Content Note: Spoilers for the book and first season of Game of Thrones.
The first book of a Song of Ice and Fire, the series that has been adopted into Game of Thrones on HBO, follows virtuous Ned Stark to the capital of a tenuous confederacy of Medieval kingdoms. It is a generation after a Civil War where Stark himself helped to put the current king on the throne. Though his friend was an excellent warrior and general—and we learn their cause was against a king who was cruel by even the brutal standard of Martin’s Westeros—he is a terrible ruler. He would rather whore, drink, and hunt than “count coppers” and see to the justice of the land. By contrast, Ned Stark is virtuous, judicious, and concerned with ensuring the safety and security of his people.
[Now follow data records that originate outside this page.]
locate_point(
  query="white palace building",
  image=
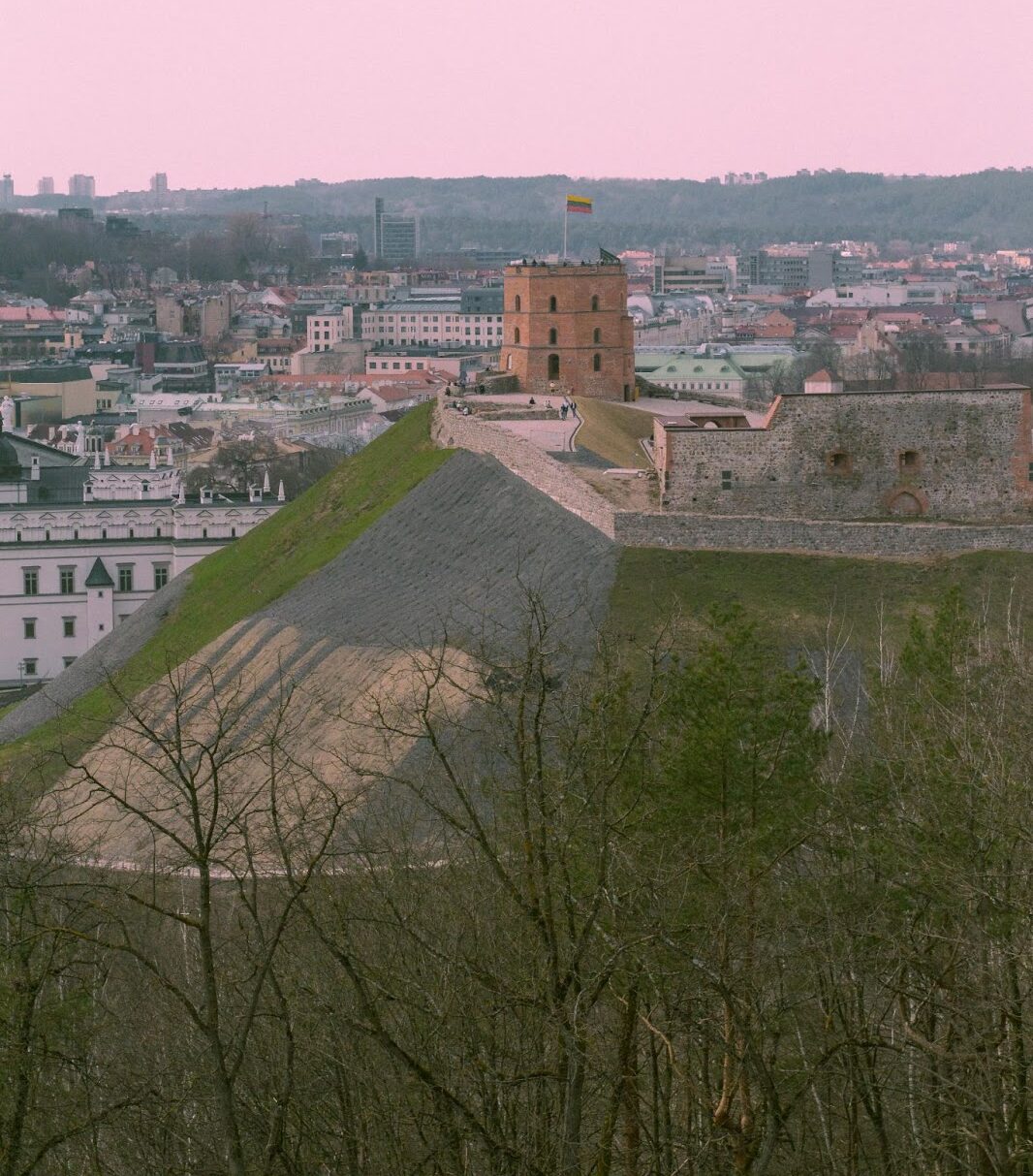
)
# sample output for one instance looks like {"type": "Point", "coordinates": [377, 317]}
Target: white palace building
{"type": "Point", "coordinates": [82, 545]}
It is a nod to the dynamic that emerges in J.R.R. Tolkien’s Return of the King. In it, Aragorn, the distant descendant of the last king of Gondor, at last returns to his ancestral home with the intent of taking the throne. He finds the descendants of the Stewards, who have been on the throne for 3000 years, unwilling to let go. Aragorn’s personal virtue and noble blood (yes, there is some racism involved) allow him to retake the thrown when the corruption of the Stewards is laid bare. Whatever you think of it as an allegory, it has little resemblance to our own history.
Another character in the book Game of Thrones who grapples with these ideas of honor is Sansa. The show is criticized for its sexism, but Martin built a sexist world and then showed us the thoughts of women navigating it*. Sansa is thrown into the capital with her father and must reconcile her education about chivalry, the right way for a man of status to act, with the actions of the men she is surrounded by. She wants Joffery to be her kind and gentle protector, but his budding sadism manifests in tormenting her. She witnesses one knight murder another with an underhanded trick. Her father’s friend, the King, is transparently lecherous and lazy. Again and again she sees the men she was taught to idolize break their chivalrous oaths.
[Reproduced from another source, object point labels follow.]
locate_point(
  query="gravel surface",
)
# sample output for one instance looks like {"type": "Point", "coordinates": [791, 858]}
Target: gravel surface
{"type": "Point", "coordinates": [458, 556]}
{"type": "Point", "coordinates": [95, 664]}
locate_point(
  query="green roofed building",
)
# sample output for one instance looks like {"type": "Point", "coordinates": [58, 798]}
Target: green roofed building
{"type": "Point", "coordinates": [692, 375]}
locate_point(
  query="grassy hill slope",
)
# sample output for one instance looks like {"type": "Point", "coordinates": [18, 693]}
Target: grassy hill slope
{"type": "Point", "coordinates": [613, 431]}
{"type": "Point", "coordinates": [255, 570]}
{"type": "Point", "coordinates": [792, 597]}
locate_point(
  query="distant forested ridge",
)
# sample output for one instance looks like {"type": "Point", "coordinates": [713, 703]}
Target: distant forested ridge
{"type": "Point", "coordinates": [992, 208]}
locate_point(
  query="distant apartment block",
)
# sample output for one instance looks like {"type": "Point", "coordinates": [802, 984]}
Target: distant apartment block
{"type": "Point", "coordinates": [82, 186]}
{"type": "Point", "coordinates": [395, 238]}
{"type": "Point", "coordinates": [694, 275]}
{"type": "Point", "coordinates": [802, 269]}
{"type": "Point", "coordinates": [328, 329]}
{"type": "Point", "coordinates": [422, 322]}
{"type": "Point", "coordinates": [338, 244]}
Chivalry was the human rights of the middle ages—the latter is indeed a descendant of the former. There are critical differences, particularly in how common people were treated. The expectation was that the nobility would act, well, nobly to protect them. But they had an enormous amount of power and protection that meant if those ideals were not met, there was little recourse. except war between nobles and the king. (And this happened! The way Italian principalities turned on Caterina Sforza for murdering children is instructive.) If it was not expedient, horrors could unfold. But this is not so different than our own time, where some human rights violations are dealt with swiftly and other breaches are tolerated, albeit with condemnations.
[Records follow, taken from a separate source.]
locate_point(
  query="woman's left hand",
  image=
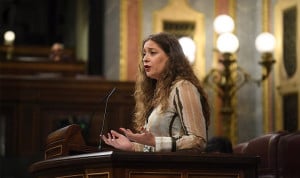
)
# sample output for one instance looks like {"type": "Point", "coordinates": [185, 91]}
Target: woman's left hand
{"type": "Point", "coordinates": [145, 137]}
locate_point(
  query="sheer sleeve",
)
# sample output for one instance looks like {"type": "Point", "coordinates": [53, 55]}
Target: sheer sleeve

As Martin moves towards the final act of Game of Thrones, he has a potent cocktail of themes. He has set up both a formidable cast of villains and the expectation that Ned Stark’s virtue can overcome them a la Tolkien. His daughter is trying to find a way to cling to her beliefs about the men in the capital. The king dies in an “accident” orchestrated by his wife. Ned Stark accurately accuses the queen of treason and is imprisoned for his efforts. To save his family, he confesses to the crime and agrees to go into exile.
And then King Joffery has him executed because he could.
Martin is in conversation with both Tolkien and human rights here. He is saying that ultimately, he (or she!) with the power decides what rights are. At the dawn of the 21st century, we are not used to thinking of human rights as a construct, something that exists simply because the powerful allow them to. But for years, a show essentially premised on that conceit (albeit, through chivalry) has captivated American audiences. Likewise, he is saying virtue is a frail and fickle answer to the vilest whims of the powerful; Aragorn would have been beheaded and the Stewards would have consolidated power.
Importantly, we are Sansa Stark. We believe in Human Rights with all the intensity Sansa believed in the chivalry of her world. Sansa is often criticized for being naive and willfully ignorant at the start of the series, but for me she hit close to home. I buy into the ideals of Human Rights, though I’ve soured to any idea they are literally real. Like Sansa, I’ve seen them ignored too many times for reasons that were too self-serving to believe that we have those rights in any intrinsic way. I’ve had to come to terms with the fact that the man I idolize did not always rise to the full heights of those ideals. Sansa feels essential to me because she shows me something about myself I do not like.
So, as you watch the new season of Game of Thrones, keep in mind Martin’s point: Human Rights exist only as long as we are willing to defend the lie.
*I will leave it to other commentators to discuss Martin’s obligation to build a world that transcends sexism, but I find his exploration within those constraints to be at least adequate. Lady Stark, Circe Lannister, and Brienne of Tarth are also perspective characters in the book and each shows a different facet of living with the sexism of the world.